Van 11 tot 26 mei is Bonhoeffer in Zwitserland. Vanuit Zürich waar hij van Arthur Frey de drukproeven krijgt van KD II,2 vertrekt hij naar een pension aan het meer van Genève om daar acht dagen te hebben om ‘minstens de tweede helft door te werken’[19]. Die tweede helft bevat het achtste hoofdstuk van de KD ‘Gottes Gebot’. Omdat Bethge bij redigeren van de Schweizer Korrespondenz nog veronderstelde, dat Bonhoeffer ten tijde van dit bezoek bijna alle hoofdstukken van de ethiek al op papier had en alleen het hoofdstuk over het ethische en het christelijke als thema nog moest schrijven, vermoedt hij alleen invloed van de lectuur van KD II,2 op dit laatste hoofdstuk. Inmiddels weten we op grond van het onderzoek van Ilse Tödt in het kader van de DBW, dat Bonhoeffer pas in het voorjaar en de zomer van 1942 de eerste en de tweede versie van “Die Geschichte und das Gute” heeft geschreven en dat dus de lezing van Barths opvattingen over het gebod en vooral de manier waarop Barth het begrip ‘verantwoordelijkheid’ hanteert[20], daarop wel degelijk invloed kan hebben uitgeoefend en waarschijnlijk ook heeft. Zeer terecht stelt Frederike Barth[21] vast: “Vor allem ist auffällig, dass die erste Fassung von „Die Geschichte und das Gute“ zwar den Verantwortungsbegriff enthält, aber nicht die Deutung von Verantwortung als Antwort, so dass letztere also eine Neuerung und Ergebnis der gründlichen Überarbeitung ist.“ Zij vermoedt evenwel dat dit het gevolg is van zijn lectuur van Emil Brunners Der Mensch im Widerspruch, die ook in die periode plaats zou hebben gevonden. Nu spreekt Brunner weliswaar ook over ‘verantwoordelijkheid’, waarvan de kennis van het Gods woord het fundament is[22] en zegt dat het menselijke zijn anders dan al het andere zijn een antwoordend zijn is[23], maar de samenhang van ‘antwoord’ en ‘verantwoordelijkheid’ zoals die door Bonhoeffer zal worden verwoord als hij schrijft: “Wij leven doordat wij antwoord geven op het woord van God, dat in Jezus Christus tot ons gericht is….. dit leven als antwoord op het leven van Jezus Christus noemen wij verantwoordelijkheid[24], ademt toch evident meer de eerder geciteerde formulering van Barth dan die van Brunner, al zal Bonhoeffer ongetwijfeld beide gelezen en overdacht hebben.

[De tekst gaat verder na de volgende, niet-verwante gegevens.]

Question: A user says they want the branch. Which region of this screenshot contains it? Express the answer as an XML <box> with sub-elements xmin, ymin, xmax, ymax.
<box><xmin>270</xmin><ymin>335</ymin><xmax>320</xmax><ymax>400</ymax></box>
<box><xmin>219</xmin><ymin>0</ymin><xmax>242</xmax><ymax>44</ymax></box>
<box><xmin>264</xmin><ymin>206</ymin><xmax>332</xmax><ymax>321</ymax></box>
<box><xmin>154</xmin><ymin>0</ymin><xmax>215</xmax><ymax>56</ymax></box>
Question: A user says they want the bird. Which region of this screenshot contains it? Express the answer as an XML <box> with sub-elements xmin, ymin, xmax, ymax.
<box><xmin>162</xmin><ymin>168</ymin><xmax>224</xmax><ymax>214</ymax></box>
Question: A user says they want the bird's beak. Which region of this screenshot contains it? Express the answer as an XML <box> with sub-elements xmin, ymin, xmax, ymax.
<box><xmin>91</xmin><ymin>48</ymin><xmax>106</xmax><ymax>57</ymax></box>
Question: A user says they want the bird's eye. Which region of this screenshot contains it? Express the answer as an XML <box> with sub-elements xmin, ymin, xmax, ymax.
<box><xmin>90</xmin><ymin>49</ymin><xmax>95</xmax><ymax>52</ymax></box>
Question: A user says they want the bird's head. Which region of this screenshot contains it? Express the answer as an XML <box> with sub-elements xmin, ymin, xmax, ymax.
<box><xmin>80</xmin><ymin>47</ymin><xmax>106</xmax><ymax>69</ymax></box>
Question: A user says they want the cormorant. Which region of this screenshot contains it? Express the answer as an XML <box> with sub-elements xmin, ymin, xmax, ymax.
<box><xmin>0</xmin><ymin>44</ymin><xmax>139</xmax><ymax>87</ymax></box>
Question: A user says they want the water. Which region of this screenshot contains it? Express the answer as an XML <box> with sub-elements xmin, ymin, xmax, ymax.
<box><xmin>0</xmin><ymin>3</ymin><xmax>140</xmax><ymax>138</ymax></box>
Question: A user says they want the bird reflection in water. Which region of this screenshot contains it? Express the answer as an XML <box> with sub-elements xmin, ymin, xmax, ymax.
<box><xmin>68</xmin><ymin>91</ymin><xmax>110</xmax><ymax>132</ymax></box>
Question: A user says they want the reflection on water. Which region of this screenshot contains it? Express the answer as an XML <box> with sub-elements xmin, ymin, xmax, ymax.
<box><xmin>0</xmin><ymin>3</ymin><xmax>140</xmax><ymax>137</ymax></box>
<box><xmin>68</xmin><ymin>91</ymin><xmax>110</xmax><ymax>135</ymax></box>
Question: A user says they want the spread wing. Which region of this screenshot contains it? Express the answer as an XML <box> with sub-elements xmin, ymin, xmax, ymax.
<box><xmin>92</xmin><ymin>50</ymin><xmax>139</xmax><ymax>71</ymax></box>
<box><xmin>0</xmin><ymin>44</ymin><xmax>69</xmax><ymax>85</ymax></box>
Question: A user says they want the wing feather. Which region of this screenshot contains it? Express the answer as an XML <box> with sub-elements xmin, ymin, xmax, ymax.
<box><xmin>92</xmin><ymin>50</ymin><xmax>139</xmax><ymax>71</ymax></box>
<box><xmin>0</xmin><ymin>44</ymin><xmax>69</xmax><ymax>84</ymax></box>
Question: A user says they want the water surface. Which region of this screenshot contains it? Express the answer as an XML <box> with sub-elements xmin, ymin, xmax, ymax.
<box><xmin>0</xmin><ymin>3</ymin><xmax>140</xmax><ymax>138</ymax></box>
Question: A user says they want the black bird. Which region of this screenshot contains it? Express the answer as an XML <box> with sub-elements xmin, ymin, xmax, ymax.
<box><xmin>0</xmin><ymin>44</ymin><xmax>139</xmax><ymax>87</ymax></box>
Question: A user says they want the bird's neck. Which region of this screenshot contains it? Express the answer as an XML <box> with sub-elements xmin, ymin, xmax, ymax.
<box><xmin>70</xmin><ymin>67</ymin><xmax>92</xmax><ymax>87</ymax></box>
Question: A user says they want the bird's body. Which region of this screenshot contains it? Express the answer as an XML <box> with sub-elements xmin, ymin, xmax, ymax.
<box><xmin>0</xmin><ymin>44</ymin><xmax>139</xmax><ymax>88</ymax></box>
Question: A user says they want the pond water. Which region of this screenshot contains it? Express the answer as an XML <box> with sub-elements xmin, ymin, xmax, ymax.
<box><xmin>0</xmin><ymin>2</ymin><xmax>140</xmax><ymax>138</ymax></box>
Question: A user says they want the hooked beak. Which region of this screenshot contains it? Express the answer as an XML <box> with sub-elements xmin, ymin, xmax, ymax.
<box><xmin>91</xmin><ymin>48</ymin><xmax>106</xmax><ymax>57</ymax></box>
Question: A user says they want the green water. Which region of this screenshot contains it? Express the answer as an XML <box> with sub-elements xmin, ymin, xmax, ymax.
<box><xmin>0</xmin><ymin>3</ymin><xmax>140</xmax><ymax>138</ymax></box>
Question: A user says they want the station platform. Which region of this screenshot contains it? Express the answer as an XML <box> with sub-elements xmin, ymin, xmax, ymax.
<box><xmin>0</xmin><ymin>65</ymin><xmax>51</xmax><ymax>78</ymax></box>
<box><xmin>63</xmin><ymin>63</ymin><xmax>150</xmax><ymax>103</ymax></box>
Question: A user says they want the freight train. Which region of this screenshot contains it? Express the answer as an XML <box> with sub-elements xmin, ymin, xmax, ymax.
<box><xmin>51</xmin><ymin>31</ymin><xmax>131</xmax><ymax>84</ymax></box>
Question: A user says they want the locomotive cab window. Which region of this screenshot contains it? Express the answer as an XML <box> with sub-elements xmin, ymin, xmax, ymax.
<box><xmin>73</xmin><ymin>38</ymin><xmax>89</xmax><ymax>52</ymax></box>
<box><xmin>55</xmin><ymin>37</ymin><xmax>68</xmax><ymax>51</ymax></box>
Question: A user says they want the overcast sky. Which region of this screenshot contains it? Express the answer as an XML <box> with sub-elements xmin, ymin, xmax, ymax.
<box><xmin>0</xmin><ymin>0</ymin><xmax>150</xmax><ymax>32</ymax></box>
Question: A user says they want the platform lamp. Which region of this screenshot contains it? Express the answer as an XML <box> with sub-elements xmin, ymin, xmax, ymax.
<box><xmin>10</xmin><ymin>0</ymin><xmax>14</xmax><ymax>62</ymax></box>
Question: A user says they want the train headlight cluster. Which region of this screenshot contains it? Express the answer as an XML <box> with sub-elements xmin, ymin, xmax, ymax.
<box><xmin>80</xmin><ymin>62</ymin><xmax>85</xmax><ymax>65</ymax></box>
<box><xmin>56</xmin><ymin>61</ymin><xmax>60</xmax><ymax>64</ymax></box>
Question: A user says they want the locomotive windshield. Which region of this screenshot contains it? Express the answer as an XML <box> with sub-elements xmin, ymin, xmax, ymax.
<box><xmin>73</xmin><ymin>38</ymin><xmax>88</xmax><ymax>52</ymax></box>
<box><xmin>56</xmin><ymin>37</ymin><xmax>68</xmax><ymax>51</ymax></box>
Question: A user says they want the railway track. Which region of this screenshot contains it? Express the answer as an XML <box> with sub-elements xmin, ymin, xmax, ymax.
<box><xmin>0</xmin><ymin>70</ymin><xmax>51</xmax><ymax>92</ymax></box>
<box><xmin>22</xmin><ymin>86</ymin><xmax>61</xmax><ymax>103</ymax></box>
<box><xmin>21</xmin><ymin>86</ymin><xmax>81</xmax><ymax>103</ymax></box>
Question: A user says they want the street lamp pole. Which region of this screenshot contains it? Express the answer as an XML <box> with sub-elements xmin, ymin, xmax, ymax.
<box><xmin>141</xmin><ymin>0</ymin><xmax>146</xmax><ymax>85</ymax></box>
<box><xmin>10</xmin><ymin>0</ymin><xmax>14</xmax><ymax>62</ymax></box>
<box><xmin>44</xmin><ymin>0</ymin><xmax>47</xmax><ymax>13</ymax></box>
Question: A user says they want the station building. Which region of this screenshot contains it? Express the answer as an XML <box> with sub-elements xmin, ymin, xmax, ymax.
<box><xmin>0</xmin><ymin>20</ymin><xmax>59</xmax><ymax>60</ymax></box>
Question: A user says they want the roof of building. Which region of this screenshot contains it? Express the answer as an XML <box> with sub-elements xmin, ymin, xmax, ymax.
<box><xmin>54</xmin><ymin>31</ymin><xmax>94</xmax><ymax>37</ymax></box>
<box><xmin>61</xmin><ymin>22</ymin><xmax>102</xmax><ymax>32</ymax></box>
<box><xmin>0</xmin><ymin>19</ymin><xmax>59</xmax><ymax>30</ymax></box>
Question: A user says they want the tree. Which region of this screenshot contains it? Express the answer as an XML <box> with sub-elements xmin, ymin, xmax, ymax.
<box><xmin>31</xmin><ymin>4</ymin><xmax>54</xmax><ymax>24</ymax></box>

Als Bonhoeffer besloten heeft tot het herschrijven van ‘Die Geschichte und das Gute’ schrijft hij een nieuwe ‘Zettel’, met daarop een ontwerp voor het vernieuwde hoofdstuk. Deze opzet is daarom zo belangrijk, omdat we daarin het gedeelte kunnen herkennen, dat door Bonhoeffer in de nieuwe versie van het hoofdstuk is uitgewerkt, maar ook contouren van het gedeelte, waar hij niet meer aan toe is gekomen.

Verantwoording[25]

 

  1. Het woord in omvattende zin, de verwezenlijking
  2. De structuur van het verantwoordelijke (handelen) leven.
  3. Plaatsbekleding
  4. Overeenstemming met de werkelijkheid – de ….. van de werkelijkheid
  5. Het op zich nemen van schuld – het zich toerekenen. Individu zijn
  6. Vrijheid – waagstuk – de daad overgeven – de zinvraag
  7. De ruimte van de verantwoordelijk. Grens en omvang
  8. De geboden
  9. De goddelijke mandaten. Diepte?
  10. Het gegeven beroep. Waarvoor ben ik verantwoordelijk? De wereld?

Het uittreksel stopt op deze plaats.